Alex rubbed his temples. The map still hovered there, patient and unchanging, waiting for decisions he wasn’t ready to make.

"So," he said, "we’re agreed? Wolf territory first?"

"Not agreed," Naga said. "Considered. We need more information before we decide."

[Agreed,] System chimed in. [Lucas is a known variable, but four years have passed. Wolf packs evolve. Alliances shift. The Lucas you knew might not be the Lucas waiting for you now.]

"Four years," Alex repeated, the weight of it settling over him again. "Everything’s changed. The snakelings grew up. Granite aged in stress. And I was gone for three hours."

[Time is cruel that way,] System said. [But it’s also consistent. The wolves experienced the same four years you missed. They’ve had time to process, to change, to move forward or not. The only way to know is to look.]

Jade, who had been listening with the focused attention of a four-year-old who understood more than he let on, slithered closer. 𝚏𝗿𝗲𝐞𝐰𝚎𝕓𝐧𝚘𝘃𝗲𝐥.𝐜𝚘𝕞

"The wolf place," he said carefully. "Is it dangerous?"

"Not more dangerous than other places," Alex said.

"Is the wolf lord dangerous?"

Alex thought about Lucas. About those pale eyes, the weight of leadership, the way he’d held back when he could have taken what he wanted.

"Not to us," Alex said. "I don’t think."

Jade nodded, apparently satisfied with this answer.

"Then we should go," he said simply. "The hard thing first. That’s what Uncle Granite says."

"That’s what EVERYONE says," Ripple added from his spot near Alex’s feet. "Uncle Granite says it, Uncle Zale says it, even Siddy says it and Siddy doesn’t listen to anything."

"SIDDY LISTENS," Siddy protested from somewhere above them—he’d apparently climbed during the conversation and was now draped across a high ledge like an iridescent scarf. "I just don’t AGREE with listening. There’s a difference."

"There’s not," Sterling said, from a different high perch because apparently all the snakelings had learned climbing from each other.

"IS TOO—"

"Is NOT—"

"Children," Alex said, and was immediately ignored as the argument escalated into the kind of sibling chaos that only six four-year-olds could generate.

Naga watched them with the expression of someone who had, over four years, learned to tune out approximately seventy percent of what his offspring did in order to preserve sanity.

"They’ve been doing this for years," he said calmly. "It will escalate until Siddy falls off something, then it will stop while we check for injuries, then it will start again."

"Four years," Alex said again, the words hollow.

"Four years of this," Leo agreed. "Every day. Granite deserves a statue."

Sally had been watching the snakeling chaos with an expression of pure delight.
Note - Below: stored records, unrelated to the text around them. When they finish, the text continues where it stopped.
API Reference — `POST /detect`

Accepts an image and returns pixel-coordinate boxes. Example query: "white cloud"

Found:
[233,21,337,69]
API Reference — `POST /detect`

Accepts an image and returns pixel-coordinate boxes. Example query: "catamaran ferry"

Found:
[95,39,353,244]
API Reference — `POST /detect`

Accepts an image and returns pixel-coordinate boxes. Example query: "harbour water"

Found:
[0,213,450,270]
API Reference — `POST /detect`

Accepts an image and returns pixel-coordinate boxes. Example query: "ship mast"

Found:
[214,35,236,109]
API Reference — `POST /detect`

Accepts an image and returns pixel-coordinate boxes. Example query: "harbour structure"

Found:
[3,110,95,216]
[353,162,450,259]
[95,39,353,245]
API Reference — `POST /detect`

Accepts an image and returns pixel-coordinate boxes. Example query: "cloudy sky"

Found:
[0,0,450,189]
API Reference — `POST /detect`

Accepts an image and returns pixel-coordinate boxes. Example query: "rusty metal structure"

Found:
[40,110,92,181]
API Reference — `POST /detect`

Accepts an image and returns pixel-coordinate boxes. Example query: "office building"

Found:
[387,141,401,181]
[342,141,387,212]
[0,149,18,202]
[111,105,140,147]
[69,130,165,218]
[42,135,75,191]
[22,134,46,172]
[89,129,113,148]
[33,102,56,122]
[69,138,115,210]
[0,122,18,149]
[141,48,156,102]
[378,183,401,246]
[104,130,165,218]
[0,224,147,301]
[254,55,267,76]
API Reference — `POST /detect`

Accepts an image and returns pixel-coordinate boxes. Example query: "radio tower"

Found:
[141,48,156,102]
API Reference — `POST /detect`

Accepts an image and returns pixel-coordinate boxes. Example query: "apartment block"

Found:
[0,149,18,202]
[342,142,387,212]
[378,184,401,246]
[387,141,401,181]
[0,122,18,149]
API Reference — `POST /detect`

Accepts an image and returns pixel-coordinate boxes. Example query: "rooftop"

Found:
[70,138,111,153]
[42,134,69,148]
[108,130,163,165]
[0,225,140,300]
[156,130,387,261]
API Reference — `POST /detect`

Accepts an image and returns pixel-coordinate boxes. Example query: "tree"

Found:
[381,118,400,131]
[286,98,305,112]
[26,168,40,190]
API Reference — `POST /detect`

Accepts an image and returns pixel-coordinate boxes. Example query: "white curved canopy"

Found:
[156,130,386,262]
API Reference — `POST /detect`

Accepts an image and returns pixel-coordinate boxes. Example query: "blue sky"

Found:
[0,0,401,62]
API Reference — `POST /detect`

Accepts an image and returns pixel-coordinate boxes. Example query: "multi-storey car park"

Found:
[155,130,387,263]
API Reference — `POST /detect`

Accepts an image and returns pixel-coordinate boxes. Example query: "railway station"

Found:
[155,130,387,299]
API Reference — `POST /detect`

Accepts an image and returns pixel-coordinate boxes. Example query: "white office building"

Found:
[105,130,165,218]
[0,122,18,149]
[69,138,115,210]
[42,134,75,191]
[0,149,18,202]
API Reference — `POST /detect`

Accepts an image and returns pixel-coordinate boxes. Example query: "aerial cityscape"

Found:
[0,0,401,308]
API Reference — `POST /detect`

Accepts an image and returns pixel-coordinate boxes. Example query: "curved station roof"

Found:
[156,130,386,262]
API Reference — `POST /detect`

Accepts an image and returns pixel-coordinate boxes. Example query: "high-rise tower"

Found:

"I’m going to teach them so many things," she said.

"No."

"Card games. Board games. The concept of ’taking turns’ which they clearly don’t have—"

"Sally—"

"Strategic games. I’m going to create an unbeatable team of tiny geniuses—"

"SALLY."

"What? They’re SMART. And they climb things. That’s a valuable skill combination."

Sally grinned at him, and Alex realized with dawning horror that his sister and his children were going to be absolutely terrifying together.

[So,] System said, clearly amused. [Wolf territory?]

Alex looked at the map again. At the glowing point that would become their home. At the wolf lands between them and it.

"Yeah," he said. "Let’s go see Lucas."